Tantra is a religious practice that originated in the Indian subcontinent between the 5th and 9th centuries CE. For many followers of tantra, it is a spiritual journey of discovering and integrating different aspects of the divine within oneself. It is an ancient practice that seeks to bring balance and harmony to the body, mind, and spirit. Tantra is based on various spiritual concepts, including the five elements, mantras, mantras-in-action, beeja-mantras, Natya-yoga, and many more.
The expression of tantra does not have a direct translation from the Sanskrit language. It is derived from two words, Tan and Trayam, which mean ‘to stretch’ and ‘threefold’, respectively. Tantra is broadly described as the ‘union of the microcosm and macrocosm in a creative, sacred, and balanced manner’. It self-references the unity, balance, and interconnectedness of all things.
Tantra is practiced in three broad categories; Mantra, Yantra, and Tantra. Mantra is an outward form of chanting and is the use of words, sounds, and vibrations to manifest desired results. It is believed that by using a phrase or a single word repeatedly the mind will become attuned to it, and eventually experiences and understanding will be gained. Yantra is an interior practice and is the use of geometric patterns and the sacred geometry in meditative practices to help bring the practitioner closer to higher states of understanding and awareness. Finally, Tantra encompasses all practices and is used to describe this spiritual journey of awakening.
Tantra encompasses various forms of yoga, including Haṭhayoga, Jñanayoga, and Kriyayoga, all of which are considered integral parts of this spiritual journey. Each of these aspects brings about different aspects of spiritual enlightenment, from physical health and vitality through to profound meditative states. Additionally, tantric teachings place a strong emphasis on ethical principles, compassion, and emotional intelligence, and practitioners are taught to learn how to cultivate inner peace and harmony.
In tantra, the goal of spiritual advancement is not to avoid the world and its problems, but to cultivate a deeper understanding of one’s true Self within the ever-changing context of life itself. This path is seen as a path of conscious awakening, rather than escapism or avoidance. Practitioners of tantra might use meditation, breathwork, yoga, and other practices to cultivate consciousness, harmony, and balance.
Tantra is often seen as a path of transformation, as it can help the individual to recognise and dissolve the many patterns of conditioning that can limit one’s capacity for awareness, love and growth. Through letting go of such thoughts, feelings, and behaviours, practitioners of tantra can seek to transcend their ego and ultimately discover the deeper truth of their true nature.

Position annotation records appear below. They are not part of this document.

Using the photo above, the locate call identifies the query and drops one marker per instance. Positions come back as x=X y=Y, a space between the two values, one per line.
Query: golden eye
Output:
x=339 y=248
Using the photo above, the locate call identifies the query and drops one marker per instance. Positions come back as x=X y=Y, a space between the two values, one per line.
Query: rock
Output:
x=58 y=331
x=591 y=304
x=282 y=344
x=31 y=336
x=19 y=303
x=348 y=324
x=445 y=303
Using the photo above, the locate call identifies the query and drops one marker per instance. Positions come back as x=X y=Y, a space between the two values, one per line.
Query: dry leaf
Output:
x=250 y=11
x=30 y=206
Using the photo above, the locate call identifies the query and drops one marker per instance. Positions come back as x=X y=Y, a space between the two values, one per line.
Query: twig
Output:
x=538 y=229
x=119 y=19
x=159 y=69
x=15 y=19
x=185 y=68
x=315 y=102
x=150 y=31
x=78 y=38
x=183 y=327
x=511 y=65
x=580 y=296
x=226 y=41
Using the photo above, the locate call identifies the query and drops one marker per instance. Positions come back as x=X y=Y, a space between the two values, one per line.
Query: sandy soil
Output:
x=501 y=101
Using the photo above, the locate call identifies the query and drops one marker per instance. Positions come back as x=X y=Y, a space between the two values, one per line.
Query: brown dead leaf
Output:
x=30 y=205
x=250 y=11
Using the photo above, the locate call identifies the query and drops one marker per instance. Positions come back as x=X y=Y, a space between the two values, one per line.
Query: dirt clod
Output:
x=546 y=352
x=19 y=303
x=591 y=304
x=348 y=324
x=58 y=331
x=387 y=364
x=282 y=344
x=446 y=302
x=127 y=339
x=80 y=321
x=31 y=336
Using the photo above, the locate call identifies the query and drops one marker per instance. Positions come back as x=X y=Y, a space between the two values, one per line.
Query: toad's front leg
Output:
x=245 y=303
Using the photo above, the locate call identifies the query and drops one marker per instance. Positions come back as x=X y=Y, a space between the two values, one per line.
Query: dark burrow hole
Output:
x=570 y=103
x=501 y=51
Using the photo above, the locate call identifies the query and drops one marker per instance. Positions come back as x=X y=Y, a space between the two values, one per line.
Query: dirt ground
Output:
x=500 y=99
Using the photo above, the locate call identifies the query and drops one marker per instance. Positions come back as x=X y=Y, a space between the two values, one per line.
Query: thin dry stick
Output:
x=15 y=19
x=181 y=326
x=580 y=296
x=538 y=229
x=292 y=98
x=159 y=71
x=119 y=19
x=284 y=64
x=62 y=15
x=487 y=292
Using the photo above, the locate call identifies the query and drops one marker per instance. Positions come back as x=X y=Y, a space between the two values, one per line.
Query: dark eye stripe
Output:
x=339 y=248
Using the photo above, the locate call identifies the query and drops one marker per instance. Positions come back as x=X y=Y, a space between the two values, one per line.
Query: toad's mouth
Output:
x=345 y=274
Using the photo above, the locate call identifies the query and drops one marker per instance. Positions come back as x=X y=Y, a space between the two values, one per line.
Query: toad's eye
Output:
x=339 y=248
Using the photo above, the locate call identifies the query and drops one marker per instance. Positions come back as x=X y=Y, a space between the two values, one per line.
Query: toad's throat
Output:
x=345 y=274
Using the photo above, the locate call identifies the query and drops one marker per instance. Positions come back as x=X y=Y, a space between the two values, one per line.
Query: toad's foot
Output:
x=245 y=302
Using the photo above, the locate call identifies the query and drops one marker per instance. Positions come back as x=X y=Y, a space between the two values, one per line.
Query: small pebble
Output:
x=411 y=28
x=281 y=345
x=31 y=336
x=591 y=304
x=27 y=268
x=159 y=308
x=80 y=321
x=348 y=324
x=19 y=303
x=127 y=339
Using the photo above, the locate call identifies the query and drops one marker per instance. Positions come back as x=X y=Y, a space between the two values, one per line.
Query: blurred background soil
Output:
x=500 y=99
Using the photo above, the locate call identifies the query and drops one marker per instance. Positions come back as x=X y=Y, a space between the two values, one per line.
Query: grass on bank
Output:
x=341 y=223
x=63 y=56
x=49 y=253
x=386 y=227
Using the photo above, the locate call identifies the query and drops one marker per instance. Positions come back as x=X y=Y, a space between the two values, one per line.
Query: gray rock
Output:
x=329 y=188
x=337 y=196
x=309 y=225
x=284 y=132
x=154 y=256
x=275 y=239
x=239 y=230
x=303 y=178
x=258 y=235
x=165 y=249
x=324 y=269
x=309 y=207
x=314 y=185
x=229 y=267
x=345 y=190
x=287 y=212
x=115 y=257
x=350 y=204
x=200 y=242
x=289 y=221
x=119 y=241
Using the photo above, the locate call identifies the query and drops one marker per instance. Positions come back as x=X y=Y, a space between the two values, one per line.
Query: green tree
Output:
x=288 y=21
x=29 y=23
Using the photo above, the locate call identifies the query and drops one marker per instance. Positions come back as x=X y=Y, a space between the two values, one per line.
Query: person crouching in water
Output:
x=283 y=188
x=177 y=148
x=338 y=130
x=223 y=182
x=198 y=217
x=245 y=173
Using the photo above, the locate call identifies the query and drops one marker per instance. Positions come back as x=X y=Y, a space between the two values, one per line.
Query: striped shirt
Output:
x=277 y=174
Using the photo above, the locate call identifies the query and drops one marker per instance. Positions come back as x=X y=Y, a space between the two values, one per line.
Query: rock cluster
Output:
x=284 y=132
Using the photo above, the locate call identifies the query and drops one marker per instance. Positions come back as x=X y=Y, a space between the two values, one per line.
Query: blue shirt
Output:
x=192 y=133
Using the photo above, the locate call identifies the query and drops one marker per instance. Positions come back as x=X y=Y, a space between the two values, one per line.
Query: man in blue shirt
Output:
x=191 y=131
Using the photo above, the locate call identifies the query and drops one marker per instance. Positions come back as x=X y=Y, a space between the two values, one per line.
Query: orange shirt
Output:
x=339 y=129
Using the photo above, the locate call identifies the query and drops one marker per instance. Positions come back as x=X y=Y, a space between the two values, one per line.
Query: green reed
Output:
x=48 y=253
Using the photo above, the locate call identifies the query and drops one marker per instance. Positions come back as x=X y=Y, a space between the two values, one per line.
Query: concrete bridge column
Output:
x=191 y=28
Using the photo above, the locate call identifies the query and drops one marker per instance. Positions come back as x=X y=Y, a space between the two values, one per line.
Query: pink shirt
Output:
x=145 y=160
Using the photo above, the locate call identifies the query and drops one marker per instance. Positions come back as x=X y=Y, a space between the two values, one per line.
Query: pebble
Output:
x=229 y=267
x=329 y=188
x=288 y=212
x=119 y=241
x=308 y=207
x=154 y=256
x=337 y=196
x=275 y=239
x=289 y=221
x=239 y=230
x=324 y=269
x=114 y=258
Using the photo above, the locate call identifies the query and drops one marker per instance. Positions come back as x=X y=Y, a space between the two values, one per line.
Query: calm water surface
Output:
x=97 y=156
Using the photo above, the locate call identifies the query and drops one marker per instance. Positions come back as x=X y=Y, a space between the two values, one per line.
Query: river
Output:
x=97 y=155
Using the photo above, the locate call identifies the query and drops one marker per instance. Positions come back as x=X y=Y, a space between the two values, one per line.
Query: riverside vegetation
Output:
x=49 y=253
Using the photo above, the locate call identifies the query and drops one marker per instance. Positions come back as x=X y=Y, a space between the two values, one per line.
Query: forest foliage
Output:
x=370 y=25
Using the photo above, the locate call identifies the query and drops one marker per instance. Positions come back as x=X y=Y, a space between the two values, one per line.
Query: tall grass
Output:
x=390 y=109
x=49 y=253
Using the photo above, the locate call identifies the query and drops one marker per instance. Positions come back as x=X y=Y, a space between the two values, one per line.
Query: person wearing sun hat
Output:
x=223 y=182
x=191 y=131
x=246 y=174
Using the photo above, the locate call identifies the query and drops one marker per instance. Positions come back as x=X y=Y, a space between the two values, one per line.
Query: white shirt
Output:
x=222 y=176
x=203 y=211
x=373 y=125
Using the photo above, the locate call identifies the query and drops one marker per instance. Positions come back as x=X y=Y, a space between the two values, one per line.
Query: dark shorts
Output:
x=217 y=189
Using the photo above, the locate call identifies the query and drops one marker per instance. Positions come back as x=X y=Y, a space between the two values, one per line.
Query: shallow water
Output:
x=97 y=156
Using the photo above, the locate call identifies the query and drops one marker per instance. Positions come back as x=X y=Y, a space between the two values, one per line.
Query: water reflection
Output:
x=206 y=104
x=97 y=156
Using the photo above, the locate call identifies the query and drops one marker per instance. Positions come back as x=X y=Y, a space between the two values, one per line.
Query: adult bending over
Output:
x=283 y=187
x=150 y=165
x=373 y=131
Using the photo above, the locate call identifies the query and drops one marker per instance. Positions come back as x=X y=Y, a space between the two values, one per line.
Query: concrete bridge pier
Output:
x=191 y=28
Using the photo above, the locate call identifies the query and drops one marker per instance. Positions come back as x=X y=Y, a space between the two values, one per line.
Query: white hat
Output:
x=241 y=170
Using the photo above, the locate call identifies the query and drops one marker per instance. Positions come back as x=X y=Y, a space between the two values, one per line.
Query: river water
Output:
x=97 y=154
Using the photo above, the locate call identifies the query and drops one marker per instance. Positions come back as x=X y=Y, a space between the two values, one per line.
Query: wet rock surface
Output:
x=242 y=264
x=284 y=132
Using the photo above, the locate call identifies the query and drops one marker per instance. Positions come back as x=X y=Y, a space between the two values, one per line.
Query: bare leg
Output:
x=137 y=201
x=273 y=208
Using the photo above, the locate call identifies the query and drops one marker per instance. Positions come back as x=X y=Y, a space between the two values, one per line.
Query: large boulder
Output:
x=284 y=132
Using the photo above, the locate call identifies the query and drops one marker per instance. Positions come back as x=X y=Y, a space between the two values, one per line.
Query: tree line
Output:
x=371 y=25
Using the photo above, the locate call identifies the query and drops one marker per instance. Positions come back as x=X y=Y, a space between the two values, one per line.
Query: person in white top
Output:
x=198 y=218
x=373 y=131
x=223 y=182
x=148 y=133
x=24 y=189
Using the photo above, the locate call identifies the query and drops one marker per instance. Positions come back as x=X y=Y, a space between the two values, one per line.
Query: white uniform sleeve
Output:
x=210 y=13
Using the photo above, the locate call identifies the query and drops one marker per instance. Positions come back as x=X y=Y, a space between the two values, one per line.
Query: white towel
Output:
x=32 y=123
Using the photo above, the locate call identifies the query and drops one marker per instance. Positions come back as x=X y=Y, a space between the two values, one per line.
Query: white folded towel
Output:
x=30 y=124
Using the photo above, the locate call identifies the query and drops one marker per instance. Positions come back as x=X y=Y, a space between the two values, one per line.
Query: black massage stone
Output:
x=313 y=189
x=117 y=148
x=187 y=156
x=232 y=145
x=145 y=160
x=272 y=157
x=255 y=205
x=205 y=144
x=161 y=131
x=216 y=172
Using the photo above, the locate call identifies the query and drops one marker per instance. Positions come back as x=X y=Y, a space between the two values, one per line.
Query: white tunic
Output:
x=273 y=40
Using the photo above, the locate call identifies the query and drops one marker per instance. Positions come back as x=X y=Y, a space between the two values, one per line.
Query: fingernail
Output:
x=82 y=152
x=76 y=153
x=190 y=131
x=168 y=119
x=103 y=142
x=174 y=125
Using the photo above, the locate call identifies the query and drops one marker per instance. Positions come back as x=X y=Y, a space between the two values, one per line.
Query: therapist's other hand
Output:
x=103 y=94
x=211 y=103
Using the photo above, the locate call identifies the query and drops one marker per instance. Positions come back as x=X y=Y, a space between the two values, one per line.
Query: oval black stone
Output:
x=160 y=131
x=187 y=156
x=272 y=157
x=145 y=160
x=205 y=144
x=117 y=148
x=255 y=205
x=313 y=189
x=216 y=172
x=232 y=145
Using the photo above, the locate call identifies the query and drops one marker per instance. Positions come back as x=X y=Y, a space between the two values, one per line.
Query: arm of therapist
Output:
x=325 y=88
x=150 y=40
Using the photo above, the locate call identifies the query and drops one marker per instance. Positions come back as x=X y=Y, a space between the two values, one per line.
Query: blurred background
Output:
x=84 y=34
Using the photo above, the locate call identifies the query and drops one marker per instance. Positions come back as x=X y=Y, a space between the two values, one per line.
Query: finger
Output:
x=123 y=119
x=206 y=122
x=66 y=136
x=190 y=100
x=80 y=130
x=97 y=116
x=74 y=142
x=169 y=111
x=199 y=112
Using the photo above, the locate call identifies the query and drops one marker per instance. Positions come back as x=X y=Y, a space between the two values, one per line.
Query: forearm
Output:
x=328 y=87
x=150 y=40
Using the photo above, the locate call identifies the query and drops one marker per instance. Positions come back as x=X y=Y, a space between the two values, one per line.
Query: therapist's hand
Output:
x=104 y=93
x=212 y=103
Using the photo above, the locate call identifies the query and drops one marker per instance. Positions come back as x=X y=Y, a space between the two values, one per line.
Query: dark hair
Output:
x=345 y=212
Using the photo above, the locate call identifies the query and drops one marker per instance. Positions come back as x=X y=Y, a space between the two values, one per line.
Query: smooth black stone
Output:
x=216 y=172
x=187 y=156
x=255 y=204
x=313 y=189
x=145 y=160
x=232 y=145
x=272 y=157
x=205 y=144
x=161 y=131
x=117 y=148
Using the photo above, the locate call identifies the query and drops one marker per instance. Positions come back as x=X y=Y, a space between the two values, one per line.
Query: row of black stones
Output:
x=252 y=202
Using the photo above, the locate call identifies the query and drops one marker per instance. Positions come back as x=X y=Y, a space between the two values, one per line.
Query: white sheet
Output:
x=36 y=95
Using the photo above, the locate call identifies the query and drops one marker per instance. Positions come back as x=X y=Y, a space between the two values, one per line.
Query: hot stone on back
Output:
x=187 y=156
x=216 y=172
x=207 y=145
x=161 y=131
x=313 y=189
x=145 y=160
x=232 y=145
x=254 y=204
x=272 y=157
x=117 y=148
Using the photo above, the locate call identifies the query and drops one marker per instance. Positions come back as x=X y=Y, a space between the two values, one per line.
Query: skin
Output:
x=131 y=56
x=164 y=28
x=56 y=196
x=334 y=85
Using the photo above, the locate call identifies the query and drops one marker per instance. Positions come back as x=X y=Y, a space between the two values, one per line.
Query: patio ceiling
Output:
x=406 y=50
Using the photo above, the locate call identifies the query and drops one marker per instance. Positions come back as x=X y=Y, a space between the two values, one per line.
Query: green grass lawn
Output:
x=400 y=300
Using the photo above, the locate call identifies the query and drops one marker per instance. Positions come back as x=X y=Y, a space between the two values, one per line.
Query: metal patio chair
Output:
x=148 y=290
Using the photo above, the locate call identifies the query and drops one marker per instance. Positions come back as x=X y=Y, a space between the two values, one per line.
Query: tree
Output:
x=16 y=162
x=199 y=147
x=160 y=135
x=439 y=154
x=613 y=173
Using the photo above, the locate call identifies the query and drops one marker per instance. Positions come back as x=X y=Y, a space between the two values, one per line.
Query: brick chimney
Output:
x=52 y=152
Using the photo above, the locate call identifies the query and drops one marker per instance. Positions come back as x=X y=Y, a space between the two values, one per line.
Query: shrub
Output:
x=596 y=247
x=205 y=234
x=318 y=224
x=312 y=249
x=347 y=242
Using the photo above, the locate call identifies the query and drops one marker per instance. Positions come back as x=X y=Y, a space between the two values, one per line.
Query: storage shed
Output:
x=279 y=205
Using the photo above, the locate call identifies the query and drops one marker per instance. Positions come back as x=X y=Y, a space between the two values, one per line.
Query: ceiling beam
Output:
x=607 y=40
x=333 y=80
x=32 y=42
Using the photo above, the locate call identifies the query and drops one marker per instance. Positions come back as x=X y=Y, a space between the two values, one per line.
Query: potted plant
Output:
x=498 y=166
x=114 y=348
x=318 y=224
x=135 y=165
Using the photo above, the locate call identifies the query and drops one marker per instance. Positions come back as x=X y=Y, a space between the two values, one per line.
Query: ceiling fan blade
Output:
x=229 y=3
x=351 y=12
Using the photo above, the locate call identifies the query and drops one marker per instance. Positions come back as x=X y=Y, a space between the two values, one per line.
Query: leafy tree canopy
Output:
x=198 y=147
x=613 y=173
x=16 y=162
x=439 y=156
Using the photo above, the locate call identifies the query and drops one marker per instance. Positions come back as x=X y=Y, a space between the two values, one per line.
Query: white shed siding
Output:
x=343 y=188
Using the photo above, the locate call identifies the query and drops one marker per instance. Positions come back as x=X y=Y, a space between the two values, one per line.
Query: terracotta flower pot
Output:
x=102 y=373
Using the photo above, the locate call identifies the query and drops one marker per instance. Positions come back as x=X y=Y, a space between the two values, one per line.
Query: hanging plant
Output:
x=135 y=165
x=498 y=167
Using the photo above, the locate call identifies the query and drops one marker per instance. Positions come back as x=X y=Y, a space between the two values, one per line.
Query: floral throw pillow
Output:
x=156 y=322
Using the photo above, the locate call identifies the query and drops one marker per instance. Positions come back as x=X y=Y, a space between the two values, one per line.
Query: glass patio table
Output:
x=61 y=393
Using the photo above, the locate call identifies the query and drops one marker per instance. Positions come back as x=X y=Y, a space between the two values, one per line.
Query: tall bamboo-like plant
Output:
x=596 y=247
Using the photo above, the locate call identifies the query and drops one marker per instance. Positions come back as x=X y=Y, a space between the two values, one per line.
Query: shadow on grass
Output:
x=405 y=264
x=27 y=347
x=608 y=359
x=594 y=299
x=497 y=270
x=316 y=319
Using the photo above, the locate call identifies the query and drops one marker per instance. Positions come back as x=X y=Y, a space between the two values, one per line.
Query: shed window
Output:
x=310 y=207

Therefore, tantra can be seen as a spiritual journey of self-exploration, integration, and freedom. Ultimately, tantra is designed to help us create a life of balance and harmony by cultivating deeper understanding, awareness, and integration of the inner and outer realms. This inner wisdom can then be used to manifest positive change in ourselves and our relationships with others.
For those who are open to exploring its potential, tantra can provide an experience of profound healing, integration, and transformation. With commitment and dedication, its teachings can help people to rediscover their true selves and explore inner and outer realms with balance and grace.